The minister said that the victims of the attacks had been advised to make inventory of their losses through a mechanism that had been created, known as the early warning unit.

“What we have done is that we visited the scenes of these attacks; we spoke to victims, we saw their businesses and we advised them to make an inventory of their losses.

“And, that the mechanism we have created, the early warning unit, what will then happened is that they should submit all their claims through the Nigerian High Commission to be presented at a high level meeting to push the issue of compensation.

“First of all we have to see what the insurance laws provide and really take it from there; the important thing is that this should be addressed.

“We also asked the high commission to facilitate with legal support, to identifying lawyers and all that to help in the process.”

Onyeama decried attacks on Nigerians in South Africa and India which sometimes led to death and expressed concern that the South African situation was more troubling because it often re-occurred.

“We have engaged directly with the highest levels of government of South Africa. The Vice President of South Africa spoke with the Acting President at the time

“I went to South Africa with the Minister of Interior and we were able to get the South African Government to set up an early warning unit.

“We wanted an institutional mechanism that will address the issue of xenophobia in South Africa.’’

Onyeama said that the Ministry of Foreign Affairs identified the fact that the Nigerian Union in South Africa did not have any access to the South African Government.

He said the Nigerian community felt it was at the mercy of the South African police.

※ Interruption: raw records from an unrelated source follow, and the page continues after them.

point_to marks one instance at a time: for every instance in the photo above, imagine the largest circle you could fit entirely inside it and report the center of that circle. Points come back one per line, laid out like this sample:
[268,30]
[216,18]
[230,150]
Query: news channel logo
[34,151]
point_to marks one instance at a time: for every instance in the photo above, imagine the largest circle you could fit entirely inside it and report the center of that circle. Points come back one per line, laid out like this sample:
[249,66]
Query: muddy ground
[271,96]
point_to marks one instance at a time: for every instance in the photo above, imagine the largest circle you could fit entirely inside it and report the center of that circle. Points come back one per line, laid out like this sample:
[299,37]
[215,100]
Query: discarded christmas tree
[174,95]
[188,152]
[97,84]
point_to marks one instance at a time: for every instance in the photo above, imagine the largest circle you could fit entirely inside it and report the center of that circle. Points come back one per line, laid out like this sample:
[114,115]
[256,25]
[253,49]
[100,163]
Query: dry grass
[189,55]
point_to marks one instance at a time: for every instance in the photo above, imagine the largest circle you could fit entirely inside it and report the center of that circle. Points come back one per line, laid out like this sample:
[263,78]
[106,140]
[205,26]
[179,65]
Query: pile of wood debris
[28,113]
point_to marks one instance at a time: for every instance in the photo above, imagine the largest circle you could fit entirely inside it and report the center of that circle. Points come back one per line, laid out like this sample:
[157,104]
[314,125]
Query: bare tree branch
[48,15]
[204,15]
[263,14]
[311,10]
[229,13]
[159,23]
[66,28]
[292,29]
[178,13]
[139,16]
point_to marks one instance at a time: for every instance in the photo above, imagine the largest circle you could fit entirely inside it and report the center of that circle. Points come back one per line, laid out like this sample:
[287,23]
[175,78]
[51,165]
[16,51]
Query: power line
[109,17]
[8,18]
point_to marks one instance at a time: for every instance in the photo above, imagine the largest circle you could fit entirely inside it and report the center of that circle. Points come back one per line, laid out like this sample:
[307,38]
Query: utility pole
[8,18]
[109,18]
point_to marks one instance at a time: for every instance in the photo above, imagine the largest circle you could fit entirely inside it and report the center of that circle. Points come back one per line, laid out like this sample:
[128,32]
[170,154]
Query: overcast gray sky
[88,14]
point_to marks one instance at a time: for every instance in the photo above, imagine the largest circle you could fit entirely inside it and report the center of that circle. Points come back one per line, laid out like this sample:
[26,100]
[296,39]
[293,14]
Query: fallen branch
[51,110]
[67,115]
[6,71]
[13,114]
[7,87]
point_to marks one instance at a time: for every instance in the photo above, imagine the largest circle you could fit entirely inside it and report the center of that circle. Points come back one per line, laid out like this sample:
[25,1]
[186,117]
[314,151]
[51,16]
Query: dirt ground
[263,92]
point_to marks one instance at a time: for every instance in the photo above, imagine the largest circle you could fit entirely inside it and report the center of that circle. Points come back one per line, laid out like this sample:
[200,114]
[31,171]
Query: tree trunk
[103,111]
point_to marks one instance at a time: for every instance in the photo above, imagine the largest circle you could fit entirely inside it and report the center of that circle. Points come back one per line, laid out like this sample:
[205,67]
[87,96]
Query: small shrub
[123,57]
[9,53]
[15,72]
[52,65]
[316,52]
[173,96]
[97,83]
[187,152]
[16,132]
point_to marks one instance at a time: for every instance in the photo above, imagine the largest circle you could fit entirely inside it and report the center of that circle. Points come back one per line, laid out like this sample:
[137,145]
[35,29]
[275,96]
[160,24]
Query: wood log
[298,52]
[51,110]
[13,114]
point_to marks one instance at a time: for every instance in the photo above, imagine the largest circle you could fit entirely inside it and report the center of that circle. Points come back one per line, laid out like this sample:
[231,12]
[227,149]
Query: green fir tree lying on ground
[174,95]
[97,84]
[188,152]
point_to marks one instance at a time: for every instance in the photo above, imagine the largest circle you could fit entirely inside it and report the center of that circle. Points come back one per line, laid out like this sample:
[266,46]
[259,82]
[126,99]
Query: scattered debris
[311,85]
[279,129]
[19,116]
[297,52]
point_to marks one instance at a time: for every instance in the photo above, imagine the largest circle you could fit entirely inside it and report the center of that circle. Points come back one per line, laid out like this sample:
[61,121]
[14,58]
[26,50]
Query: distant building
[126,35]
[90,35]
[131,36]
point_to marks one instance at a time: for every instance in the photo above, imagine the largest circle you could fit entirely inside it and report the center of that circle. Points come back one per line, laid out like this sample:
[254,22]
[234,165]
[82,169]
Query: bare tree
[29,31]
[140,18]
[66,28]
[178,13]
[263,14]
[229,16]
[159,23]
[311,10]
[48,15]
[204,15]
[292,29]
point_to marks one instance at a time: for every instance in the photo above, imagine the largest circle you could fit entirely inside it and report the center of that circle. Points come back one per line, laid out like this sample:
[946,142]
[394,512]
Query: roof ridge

“We were able to get the early warning unit, comprising the Nigerian High Commission there and the Nigerian Consulate but most importantly, the Nigerian Union in South Africa.

“On the South African side, the Ministry of Foreign Affairs, the Ministry of Home Affairs which is in charge of the police and the police.

“They will be meeting regularly to share intelligence, share information, build trust and develop strategies for early warning intervention.

“We thought that was a very important achievement; it is institutionalised, they meet once every quarter or they could meet earlier,” he said.

The minister said that he had directed the Nigerian High Commissioner in South Africa to arrange the first meeting as quickly as possible.

He expressed the hope that the step would go a long way to address the situation.

Onyeama described the attack on Nigerians in India as a one-off thing because it was a response to a particular incident.

He said what was gratifying about the Indian case was that the Indian Government was very quick in condemning and arresting suspects.